Ia mengatakan, instruksi tersebut ditujukan kepada jajaran HKTI di daerah agar ikut membantu masyarakat dan daerah dalam menghadapi karhutla.
“Kerja pertama adalah ikut mengambil peran, membantu masyarakat, membantu daerah, untuk pertama mencegah jangan sampai kebakaran hutan yang terjadi itu meluas,” ujanya.
Selain upaya pencegahan, jajaran HKTI juga diminta membantu proses pemadaman dengan langkah yang dapat dilakukan sesuai kemampuan di lapangan.
“Yang kedua, melakukan langkah-langkah apa pun yang bisa dilakukan untuk ikut memadamkan, termasuk tadi kita membantu teman-teman petugas kebakaran yang ternyata banyak juga dari swasta, yang mereka biaya patungan, alatnya alat sendiri, kemudian risikonya nyawa,” katanya.
Tak hanya membantu penanganan di lapangan, HKTI juga diminta memperhatikan masyarakat yang terdampak akibat karhutla, baik dari sisi kesehatan, ekonomi maupun sosial.
“Yang ketiga adalah membantu yang terdampak, apakah dampak kesehatan, apakah dampak ekonomi, atau dampak sosial lainnya. Itu saya tekankan sebagai instruksi pertama DPN HKTI kepada DPD dan DPC HKTI di Kalsel,” ungkapnya.
Menanggapi arahan tersebut, Steering Commit HKTI Kalsel, H. Muhammad Rofiqi mengatakan, pihaknya siap ikut membantu penanganan karhutla di Kalsel, meski bantuan yang diberikan disesuaikan dengan kemampuan organisasi.
“Kami juga tadi mendapat arahan dari Pak Sekjen agar ikut juga membantu. Walaupun tidak bisa maksimal, tapi kami pasti akan membantu,” tegasnya.
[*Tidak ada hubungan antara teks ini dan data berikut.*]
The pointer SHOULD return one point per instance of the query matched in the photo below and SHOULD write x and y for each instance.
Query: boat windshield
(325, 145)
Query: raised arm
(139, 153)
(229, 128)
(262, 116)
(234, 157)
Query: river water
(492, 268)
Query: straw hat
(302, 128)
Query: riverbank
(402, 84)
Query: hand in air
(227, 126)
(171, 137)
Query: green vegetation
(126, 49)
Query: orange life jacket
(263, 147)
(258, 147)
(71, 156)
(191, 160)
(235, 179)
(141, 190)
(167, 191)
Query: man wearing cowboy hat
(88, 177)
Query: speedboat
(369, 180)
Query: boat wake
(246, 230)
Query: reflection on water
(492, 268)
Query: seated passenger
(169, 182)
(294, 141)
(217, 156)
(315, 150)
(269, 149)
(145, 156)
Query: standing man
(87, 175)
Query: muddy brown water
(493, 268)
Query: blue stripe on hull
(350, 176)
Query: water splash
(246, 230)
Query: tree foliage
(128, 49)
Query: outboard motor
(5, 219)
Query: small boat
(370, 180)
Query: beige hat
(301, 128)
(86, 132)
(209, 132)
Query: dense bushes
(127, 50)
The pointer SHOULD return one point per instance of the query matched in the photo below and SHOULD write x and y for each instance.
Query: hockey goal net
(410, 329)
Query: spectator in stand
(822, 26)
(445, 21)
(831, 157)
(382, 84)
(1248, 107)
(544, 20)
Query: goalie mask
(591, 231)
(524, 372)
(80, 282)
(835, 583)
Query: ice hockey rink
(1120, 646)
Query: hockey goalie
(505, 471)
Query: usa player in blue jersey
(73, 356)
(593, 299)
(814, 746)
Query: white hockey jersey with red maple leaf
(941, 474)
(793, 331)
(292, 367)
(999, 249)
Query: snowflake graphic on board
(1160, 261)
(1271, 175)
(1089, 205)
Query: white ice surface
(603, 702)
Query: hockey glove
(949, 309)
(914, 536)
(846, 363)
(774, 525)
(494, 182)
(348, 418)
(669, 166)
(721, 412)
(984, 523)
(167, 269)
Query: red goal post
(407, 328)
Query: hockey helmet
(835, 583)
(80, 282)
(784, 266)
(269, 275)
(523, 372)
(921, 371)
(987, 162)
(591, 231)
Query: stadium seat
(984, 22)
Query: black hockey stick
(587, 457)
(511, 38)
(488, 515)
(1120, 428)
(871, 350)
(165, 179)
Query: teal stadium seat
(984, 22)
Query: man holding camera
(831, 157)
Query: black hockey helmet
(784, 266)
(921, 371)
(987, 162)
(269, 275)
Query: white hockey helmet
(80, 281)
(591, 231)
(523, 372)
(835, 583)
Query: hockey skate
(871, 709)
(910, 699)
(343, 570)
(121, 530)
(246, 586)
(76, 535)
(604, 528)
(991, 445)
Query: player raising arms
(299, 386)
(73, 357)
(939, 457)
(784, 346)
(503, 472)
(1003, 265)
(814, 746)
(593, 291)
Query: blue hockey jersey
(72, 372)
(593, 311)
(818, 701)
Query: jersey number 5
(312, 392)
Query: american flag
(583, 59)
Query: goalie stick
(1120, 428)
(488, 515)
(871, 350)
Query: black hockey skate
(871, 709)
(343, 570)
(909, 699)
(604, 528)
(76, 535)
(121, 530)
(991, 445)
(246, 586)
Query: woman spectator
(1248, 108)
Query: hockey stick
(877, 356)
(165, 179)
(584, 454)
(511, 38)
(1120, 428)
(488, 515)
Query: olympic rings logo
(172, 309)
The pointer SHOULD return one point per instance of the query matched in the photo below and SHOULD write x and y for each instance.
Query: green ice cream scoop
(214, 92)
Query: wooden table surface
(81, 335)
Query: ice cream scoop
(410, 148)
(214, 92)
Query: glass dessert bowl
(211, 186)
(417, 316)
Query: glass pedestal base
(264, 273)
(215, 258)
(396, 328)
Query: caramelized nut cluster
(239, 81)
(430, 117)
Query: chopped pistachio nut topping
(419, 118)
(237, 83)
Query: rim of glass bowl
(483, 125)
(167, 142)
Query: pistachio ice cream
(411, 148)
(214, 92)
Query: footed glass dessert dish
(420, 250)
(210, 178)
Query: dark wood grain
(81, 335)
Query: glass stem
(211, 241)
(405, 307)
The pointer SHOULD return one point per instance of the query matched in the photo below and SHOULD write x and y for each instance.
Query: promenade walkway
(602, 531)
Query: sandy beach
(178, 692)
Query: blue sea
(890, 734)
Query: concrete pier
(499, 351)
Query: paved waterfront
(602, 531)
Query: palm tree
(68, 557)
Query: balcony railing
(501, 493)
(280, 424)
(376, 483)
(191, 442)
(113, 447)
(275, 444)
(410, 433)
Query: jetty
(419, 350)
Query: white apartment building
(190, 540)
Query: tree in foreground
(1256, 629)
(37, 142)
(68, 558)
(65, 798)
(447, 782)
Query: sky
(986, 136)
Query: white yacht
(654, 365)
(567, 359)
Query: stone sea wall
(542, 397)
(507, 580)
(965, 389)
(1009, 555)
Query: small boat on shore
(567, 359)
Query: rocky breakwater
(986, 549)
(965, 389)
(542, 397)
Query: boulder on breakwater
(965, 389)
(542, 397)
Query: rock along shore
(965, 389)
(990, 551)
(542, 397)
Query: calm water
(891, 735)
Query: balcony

ia mengaku, memahami kondisi relawan yang berada di lapangan karena sebelumnya pernah menjadi ketua BUSER 690. Ia menyebut para relawan selama ini berjuang menghadapi karhutla dengan keterbatasan.
“Saya juga kebetulan mantan ketua BUSER, jadi saya tahu kondisinya di lapangan bagaimana. Relawan berjuang tanpa tanda jasa,” ungakpnya.
Ia menambahkan, Kabupaten Banjar menjadi salah satu wilayah yang terdampak cukup parah akibat karhutla. Kondisi tersebut menurutnya semakin memperkuat pentingnya dukungan terhadap para relawan yang terlibat dalam penanganan di lapangan.
Dengan arahan tersebut, jajaran HKTI di Kalsel diharapkan dapat mengambil peran sesuai kapasitas masing-masing, baik dalam membantu pencegahan dan pemadaman karhutla maupun memberikan dukungan kepada masyarakat yang terdampak.
Langkah itu menjadi bagian dari upaya HKTI untuk hadir di tengah masyarakat dan memberikan manfaat melalui peran organisasi di daerah.